Essentially this exercise is a One Sentence Story w/ Lead Ins.
The Instructor interacts with participants in this exercise. Take on the role of a friend, relative or work colleague accepting a gift from the group.
At the start of the exercise, there can be a little back and forth in order to set the scene and to get the group used to interacting with you.
Example, "A gift for me? How nice!"
As the exercise continues, help the group identify interesting contributions to build on by repeating or questioning them.
Example, "So you selected a red shirt for me because red is a loud color and you feel I often sneak around the office?"
The instructor will choose when to end each story. This activity can take 5-8 minutes to complete so there may not be time to run it more than once or twice. Provide notes after each round. Be sure participants understand that they shouldn't speak too long before passing focus.
Group Gift is a variation of One Word Story that easily incorporates scenic elements. As this is an easy exercise to generate group laughter and unity, use this exercise to address:
Teamwork / Team Building
Number of Participants:
Minimum: 3 participants / Maximum: 8-10 participants
(10 is really stretching it.)
Minimum: 10 minutes / Maximum: 25 minutes
For workshops of varying levels of experience or specific focuses, you may wish to employ some of the variations below:
Replace the instructor as the gift recipient with one of the workshop participants
Limit gift descriptions to a set number of words (somewhere in the 5-12 word range) before requiring the focus to be passed onto a new participant
Build out the scenic nature of the exercise by creating a strong stage picture
Use moments highlighted by the gift recipient as "interesting moments" as inspiration for comedic improvised scenes following the exercise
Instructor Talking Points
Try to celebrate moments where one participant built on something first contributed by an earlier participant. Possibly point out moments that might have built on but never were as missed opportunities. Point out that people can get tense when improvising if they put pressure on themselves to create something brand new. It is easier to improvise if you think the next moment will probably be more of something that happened earlier. Not only is this easier, but it also has the added benefit of honoring the earlier contributions of your teammates.

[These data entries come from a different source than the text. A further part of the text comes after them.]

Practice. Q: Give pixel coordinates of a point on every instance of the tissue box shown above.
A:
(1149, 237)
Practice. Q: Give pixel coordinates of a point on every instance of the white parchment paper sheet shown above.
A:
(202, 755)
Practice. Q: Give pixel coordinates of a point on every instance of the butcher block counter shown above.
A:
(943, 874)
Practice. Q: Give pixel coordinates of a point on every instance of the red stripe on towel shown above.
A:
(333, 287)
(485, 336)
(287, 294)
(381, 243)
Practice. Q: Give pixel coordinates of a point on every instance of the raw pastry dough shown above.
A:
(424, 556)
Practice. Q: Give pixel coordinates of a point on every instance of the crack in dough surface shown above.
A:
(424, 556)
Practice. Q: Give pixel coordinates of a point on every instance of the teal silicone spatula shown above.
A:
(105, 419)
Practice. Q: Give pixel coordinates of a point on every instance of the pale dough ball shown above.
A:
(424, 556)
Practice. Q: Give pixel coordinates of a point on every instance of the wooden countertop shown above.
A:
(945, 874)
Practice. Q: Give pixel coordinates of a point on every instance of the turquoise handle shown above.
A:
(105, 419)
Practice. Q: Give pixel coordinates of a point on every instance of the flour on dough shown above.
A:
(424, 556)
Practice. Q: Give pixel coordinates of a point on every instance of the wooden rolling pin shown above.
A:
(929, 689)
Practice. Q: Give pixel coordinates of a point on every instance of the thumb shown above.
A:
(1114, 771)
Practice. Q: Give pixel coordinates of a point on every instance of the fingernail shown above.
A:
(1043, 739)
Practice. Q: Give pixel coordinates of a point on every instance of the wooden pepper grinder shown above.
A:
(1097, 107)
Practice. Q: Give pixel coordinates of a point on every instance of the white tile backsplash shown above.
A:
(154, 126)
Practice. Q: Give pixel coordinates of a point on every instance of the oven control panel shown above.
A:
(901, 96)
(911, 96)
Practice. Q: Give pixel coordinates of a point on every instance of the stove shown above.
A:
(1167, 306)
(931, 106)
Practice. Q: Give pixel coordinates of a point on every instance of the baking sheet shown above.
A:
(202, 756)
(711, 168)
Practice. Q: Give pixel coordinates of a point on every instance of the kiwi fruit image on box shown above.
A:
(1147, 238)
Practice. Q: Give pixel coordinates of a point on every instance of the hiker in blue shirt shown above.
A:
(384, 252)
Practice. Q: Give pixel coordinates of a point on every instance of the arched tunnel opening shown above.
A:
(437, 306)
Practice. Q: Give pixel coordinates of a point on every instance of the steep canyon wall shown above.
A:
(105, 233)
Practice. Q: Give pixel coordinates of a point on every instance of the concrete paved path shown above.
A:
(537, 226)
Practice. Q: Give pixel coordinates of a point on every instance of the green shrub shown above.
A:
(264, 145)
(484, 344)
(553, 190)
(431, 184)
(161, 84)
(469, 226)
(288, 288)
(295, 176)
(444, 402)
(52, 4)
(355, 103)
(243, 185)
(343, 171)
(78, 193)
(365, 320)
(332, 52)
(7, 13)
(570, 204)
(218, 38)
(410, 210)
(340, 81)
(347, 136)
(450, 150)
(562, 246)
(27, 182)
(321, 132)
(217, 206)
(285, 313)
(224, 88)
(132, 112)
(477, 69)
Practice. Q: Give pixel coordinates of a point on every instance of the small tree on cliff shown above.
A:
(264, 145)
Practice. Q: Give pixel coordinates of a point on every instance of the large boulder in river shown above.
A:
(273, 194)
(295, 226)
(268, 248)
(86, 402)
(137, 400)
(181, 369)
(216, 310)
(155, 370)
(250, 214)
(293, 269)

Applied Mantra: Remember, Don't Invent
Presentational Skills / Confidence
As everyone must participate in this exercise relatively equally, it is a good game with which to activate shier participants. Note that the passing of focus can often be a momentum builder for the person about to speak. Ask participants how this felt and what they can do to put themselves in a similar mindset before their next presentation. From a collaboration point of view, they may also want to consider how to help others on their team feel this way before a presentation.

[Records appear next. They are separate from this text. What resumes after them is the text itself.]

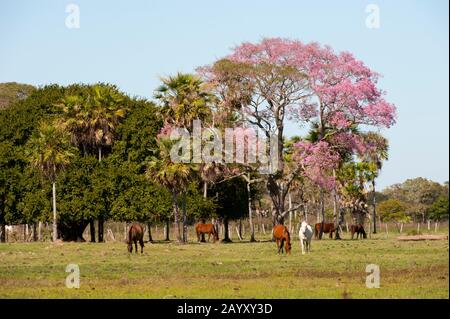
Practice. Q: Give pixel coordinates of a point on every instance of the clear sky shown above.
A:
(133, 43)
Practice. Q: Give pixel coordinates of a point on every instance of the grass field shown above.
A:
(334, 269)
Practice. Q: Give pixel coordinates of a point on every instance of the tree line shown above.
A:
(100, 155)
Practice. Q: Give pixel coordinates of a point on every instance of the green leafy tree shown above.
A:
(231, 199)
(50, 153)
(439, 209)
(174, 176)
(394, 210)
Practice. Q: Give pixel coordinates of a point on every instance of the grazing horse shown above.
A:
(206, 229)
(282, 236)
(327, 228)
(359, 230)
(305, 235)
(135, 234)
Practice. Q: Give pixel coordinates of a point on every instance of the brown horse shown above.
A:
(327, 228)
(135, 234)
(359, 230)
(282, 236)
(206, 229)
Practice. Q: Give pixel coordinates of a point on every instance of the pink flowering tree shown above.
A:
(276, 80)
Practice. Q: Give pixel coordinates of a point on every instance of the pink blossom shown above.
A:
(317, 160)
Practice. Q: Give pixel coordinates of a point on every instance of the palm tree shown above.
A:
(92, 119)
(174, 176)
(50, 153)
(185, 99)
(377, 154)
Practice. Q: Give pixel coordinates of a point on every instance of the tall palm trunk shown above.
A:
(374, 203)
(55, 227)
(205, 195)
(226, 237)
(184, 218)
(92, 231)
(150, 238)
(167, 230)
(176, 217)
(35, 232)
(3, 233)
(101, 220)
(101, 223)
(322, 212)
(336, 210)
(250, 217)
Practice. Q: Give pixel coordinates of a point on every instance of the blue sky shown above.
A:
(133, 43)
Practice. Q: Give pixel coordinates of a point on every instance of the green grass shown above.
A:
(334, 269)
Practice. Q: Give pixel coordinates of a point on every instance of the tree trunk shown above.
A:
(176, 217)
(55, 227)
(92, 231)
(322, 212)
(184, 218)
(250, 217)
(35, 237)
(290, 212)
(3, 233)
(226, 237)
(101, 223)
(40, 231)
(374, 203)
(149, 232)
(167, 229)
(240, 229)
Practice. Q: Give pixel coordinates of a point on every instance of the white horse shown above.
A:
(305, 234)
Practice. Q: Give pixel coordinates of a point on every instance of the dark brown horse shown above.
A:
(135, 235)
(327, 228)
(359, 230)
(282, 237)
(206, 229)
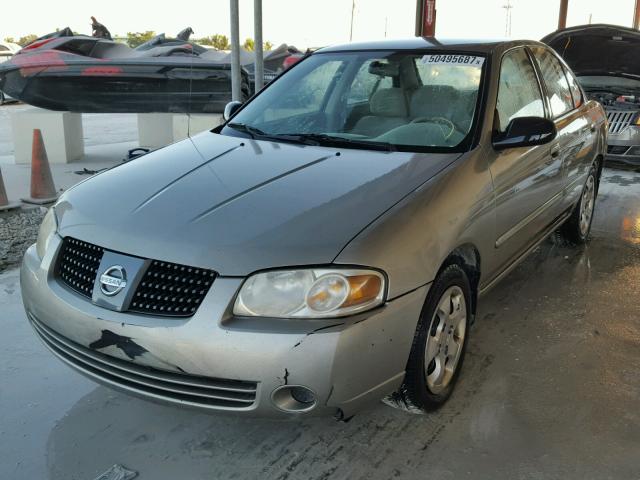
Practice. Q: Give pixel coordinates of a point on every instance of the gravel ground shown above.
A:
(18, 230)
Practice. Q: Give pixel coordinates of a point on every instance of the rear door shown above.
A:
(574, 144)
(527, 180)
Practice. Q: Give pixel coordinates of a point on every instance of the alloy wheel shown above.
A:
(445, 339)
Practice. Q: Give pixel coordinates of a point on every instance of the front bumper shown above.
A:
(215, 362)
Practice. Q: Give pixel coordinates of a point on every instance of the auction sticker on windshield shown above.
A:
(470, 60)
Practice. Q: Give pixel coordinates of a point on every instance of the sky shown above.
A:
(311, 23)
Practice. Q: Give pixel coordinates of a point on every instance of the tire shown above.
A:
(443, 326)
(577, 227)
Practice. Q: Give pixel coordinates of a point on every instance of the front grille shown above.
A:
(172, 290)
(78, 264)
(166, 289)
(617, 149)
(184, 389)
(618, 119)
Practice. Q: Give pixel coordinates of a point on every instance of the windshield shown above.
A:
(402, 100)
(602, 82)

Applied Mantra: Share Your Hidden Answers
Highlight moments that were the funniest and built from multiple contributions that stacked on top of each other. Compare those moments to instances where new ideas were injected into the exercise with less success. While there is nothing wrong with independently building strategies or solutions, working collaboratively often leads to unique ideas worthy of our consideration.
Applied Mantra: Yes And...
This exercise works best when the Lead Ins are detailed and fun. Explain to participants that each Lead In is really a gift. You're giving your partner something fun to play with. This is the opposite of asking a question in improv. It is the essence of Share Your Hidden Answers.